Success of the input and output operations is not controlled internally. Hence before starting a program with the statement CalcBasisModes 0, it should be made sure that the relevant mode definition files are present in the directory where the program is executed.

Microresonator simulations

Relying completely on the properties of straight waveguides, these programs have to be complemented by results from a suitable bend mode solver when aiming at a 3D model for the microring-resonators that are investigated in the NAIS project. This concerns the mode attenuation in the curved cavity waveguides in the first place. In a second place, available bend mode properties can prospectively help to improve a coupler design found by means of the WMM CMT programs: Given the mode profile and propagation constant of the straight basis field for the ring core, one could try to modify the core geometry and position, such that the bend mode calculated for the new core with the appropriate radius coincides as far as possible with the original straight field.

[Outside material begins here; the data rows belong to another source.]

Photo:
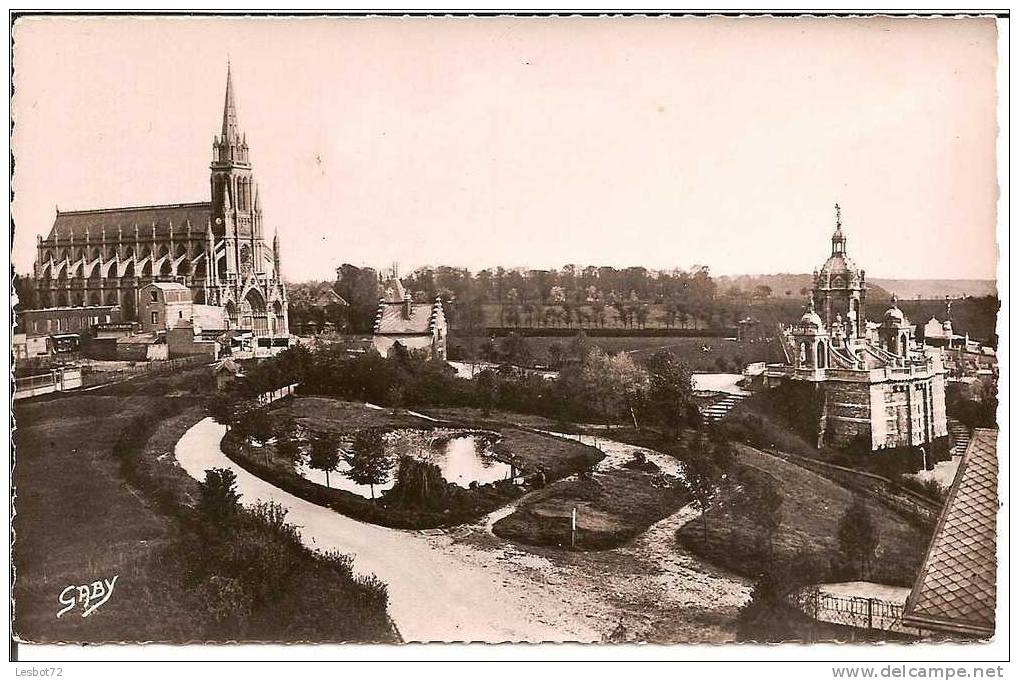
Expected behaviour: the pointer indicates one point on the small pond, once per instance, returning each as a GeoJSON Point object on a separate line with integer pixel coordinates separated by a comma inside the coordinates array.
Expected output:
{"type": "Point", "coordinates": [463, 458]}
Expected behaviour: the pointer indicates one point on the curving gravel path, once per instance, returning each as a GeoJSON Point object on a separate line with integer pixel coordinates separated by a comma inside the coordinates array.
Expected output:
{"type": "Point", "coordinates": [465, 584]}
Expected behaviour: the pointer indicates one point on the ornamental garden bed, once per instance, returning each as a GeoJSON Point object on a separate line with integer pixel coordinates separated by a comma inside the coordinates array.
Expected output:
{"type": "Point", "coordinates": [511, 461]}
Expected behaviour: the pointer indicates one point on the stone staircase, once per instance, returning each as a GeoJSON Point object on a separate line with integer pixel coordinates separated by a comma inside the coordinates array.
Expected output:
{"type": "Point", "coordinates": [720, 406]}
{"type": "Point", "coordinates": [960, 435]}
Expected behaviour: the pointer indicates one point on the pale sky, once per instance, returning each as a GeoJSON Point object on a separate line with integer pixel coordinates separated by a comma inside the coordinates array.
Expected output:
{"type": "Point", "coordinates": [532, 142]}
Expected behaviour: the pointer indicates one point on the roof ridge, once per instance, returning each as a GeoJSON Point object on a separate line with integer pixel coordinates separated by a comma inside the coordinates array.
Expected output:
{"type": "Point", "coordinates": [88, 211]}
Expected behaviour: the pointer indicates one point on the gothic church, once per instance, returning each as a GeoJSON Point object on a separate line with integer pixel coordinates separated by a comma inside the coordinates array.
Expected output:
{"type": "Point", "coordinates": [217, 249]}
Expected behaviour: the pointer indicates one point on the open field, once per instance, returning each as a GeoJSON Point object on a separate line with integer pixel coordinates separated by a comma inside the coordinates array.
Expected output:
{"type": "Point", "coordinates": [812, 507]}
{"type": "Point", "coordinates": [611, 509]}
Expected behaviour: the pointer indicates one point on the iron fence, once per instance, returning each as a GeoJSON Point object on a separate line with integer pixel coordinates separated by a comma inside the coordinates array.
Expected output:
{"type": "Point", "coordinates": [857, 612]}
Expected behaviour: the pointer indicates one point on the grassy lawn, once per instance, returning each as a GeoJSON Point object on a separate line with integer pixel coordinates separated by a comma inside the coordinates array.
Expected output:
{"type": "Point", "coordinates": [812, 507]}
{"type": "Point", "coordinates": [77, 522]}
{"type": "Point", "coordinates": [723, 355]}
{"type": "Point", "coordinates": [527, 451]}
{"type": "Point", "coordinates": [611, 509]}
{"type": "Point", "coordinates": [99, 495]}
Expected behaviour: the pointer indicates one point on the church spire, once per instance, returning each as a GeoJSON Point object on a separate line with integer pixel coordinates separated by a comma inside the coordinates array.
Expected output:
{"type": "Point", "coordinates": [838, 239]}
{"type": "Point", "coordinates": [230, 126]}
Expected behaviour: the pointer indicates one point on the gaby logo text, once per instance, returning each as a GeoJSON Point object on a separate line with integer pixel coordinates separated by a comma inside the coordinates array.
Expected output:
{"type": "Point", "coordinates": [89, 596]}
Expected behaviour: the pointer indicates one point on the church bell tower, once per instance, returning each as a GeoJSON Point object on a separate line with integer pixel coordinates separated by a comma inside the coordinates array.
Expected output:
{"type": "Point", "coordinates": [235, 207]}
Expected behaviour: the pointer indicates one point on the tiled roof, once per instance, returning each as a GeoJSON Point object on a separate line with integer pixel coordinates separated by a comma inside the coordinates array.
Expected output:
{"type": "Point", "coordinates": [955, 591]}
{"type": "Point", "coordinates": [390, 319]}
{"type": "Point", "coordinates": [166, 285]}
{"type": "Point", "coordinates": [79, 222]}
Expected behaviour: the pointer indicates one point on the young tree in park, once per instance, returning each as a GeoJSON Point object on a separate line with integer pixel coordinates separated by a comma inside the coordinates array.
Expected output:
{"type": "Point", "coordinates": [486, 387]}
{"type": "Point", "coordinates": [668, 400]}
{"type": "Point", "coordinates": [368, 460]}
{"type": "Point", "coordinates": [615, 382]}
{"type": "Point", "coordinates": [515, 350]}
{"type": "Point", "coordinates": [259, 427]}
{"type": "Point", "coordinates": [218, 494]}
{"type": "Point", "coordinates": [324, 454]}
{"type": "Point", "coordinates": [858, 535]}
{"type": "Point", "coordinates": [287, 449]}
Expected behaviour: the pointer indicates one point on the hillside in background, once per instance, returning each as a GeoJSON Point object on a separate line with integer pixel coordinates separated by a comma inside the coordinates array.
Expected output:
{"type": "Point", "coordinates": [785, 284]}
{"type": "Point", "coordinates": [936, 289]}
{"type": "Point", "coordinates": [795, 285]}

This concerns the position of the field maximum, adjustable by a slight shift of the relative core positions, and the effective mode index, which can be matched e.g. by a change in the cavity core width.

References

[1] Coupled mode model for 3D directional couplers, NAIS internal note, September 2002.
[2] Standard ringresonator model, NAIS internal note, April 2003.
[3] M. Lohmeyer, N. Bahlmann, O. Zhuromskyy, and P. Hertel. Radiatively coupled waveguide polarization splitter simulated by wave-matching based coupled mode theory. Optical and Quantum Electronics 31, 877-891 (1999).